In a phase II study, researchers found that the PARP inhibitor olaparib led to stable disease or tumor regressions in patients with advanced breast, ovarian, pancreatic, and prostate cancers who had germline mutations in BRCA1 or BRCA2.

The PARP inhibitor olaparib has already shown promise in treating patients with ovarian and breast cancers who have BRCA1 or BRCA2 germline mutations. Now, a study reported last month in the Journal of Clinical Oncology has found that the drug also shrinks prostate and pancreatic tumors in people who have these mutations.

BRCA mutations disable DNA damage repair via homologous recombination. PARP inhibitors knock out a second repair mechanism called base excision repair. The loss of both can kill tumor cells.

Although no PARP inhibitor is approved for use in the United States, olaparib (Lynparza; AstraZeneca) has been recommended for approval in Europe for advanced ovarian cancer. Researchers are, however, still trying to determine whether patients with other BRCA-associated cancers might respond to the drug. Few studies have measured olaparib's effects in patients with BRCA mutations and prostate or pancreatic cancer, or in patients with BRCA mutations whose ovarian or breast tumors resist first-line treatments.

Susan Domchek, MD, of the University of Pennsylvania in Philadelphia, and colleagues tested olaparib in 298 patients who carried germline BRCA mutations and had already received an average of four prior drug regimens. Most of the patients in this phase II trial had ovarian, breast, prostate, or pancreatic cancers.

The researchers reported that olaparib was effective against all four tumor types:

  • Of the 62 patients with breast cancer, 12.9% experienced tumor regression and 46.8% had stable disease for at least 8 weeks. Median overall survival (OS) was 11 months.

  • Of the 193 patients with ovarian cancer, 31.1% experienced tumor regression and 40.4% had stable disease. Median OS was 16.6 months.

  • Of the 23 patients with pancreatic cancer, 21.7% experienced tumor regression and 34.8% had stable disease. Median OS was 9.8 months.

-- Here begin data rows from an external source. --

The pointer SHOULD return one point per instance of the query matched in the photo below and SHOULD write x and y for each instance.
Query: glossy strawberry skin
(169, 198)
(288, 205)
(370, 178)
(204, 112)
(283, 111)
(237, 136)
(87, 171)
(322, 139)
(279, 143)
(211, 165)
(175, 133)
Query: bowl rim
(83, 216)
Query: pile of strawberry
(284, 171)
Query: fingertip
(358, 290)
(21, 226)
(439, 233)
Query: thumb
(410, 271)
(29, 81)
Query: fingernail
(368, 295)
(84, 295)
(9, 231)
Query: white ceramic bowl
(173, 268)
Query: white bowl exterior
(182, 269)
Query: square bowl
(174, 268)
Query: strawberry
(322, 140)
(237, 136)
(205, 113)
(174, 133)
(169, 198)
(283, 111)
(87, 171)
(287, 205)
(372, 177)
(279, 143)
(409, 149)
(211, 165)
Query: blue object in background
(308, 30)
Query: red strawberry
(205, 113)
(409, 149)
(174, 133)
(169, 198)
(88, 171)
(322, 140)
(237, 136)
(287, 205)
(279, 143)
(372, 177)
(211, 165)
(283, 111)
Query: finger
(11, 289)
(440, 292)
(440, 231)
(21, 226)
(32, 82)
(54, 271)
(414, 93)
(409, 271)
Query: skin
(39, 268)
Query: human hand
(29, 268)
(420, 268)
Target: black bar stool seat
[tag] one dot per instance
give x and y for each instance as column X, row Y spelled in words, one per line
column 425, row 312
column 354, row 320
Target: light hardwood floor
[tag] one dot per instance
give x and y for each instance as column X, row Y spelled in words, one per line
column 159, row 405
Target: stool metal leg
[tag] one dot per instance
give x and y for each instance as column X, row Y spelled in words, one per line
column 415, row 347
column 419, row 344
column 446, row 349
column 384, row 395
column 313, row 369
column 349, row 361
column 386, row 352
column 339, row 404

  • Of the 8 patients with prostate cancer, 50% experienced tumor regression and 25% had stable disease. Median OS was 18.4 months.

The drug worked equally well whether patients had a mutation in BRCA1 or BRCA2.

The drug triggered side effects such as nausea, fatigue, and anemia. In addition, two patients who had received a significant amount of chemotherapy prior to taking olaparib developed leukemia, Domchek notes.

“The clinical benefit looks quite substantial,” Domchek says. In particular, the result in pancreatic cancer patients “is quite exciting and makes a compelling case to examine additional patients to see if we get the same benefit in a larger trial.”

“That a single targeted drug works in pancreas cancer is striking,” says Eileen O'Reilly, MD, of Memorial Sloan Kettering Cancer Center in New York, NY, who wasn't connected to the study.

Jonathan Brody, PhD, of Thomas Jefferson University in Philadelphia, PA, agrees. “I think this is an exciting launching-point study,” he says.

Phase III trials of olaparib in breast and ovarian cancer patients with BRCA mutations are already under way, and a phase III trial in patients with pancreatic cancer is about to start. O'Reilly and Brody agree that additional studies should examine whether olaparib works in patients who carry other mutations that disable homologous recombination, such as mutations in the Fanconi anemia genes.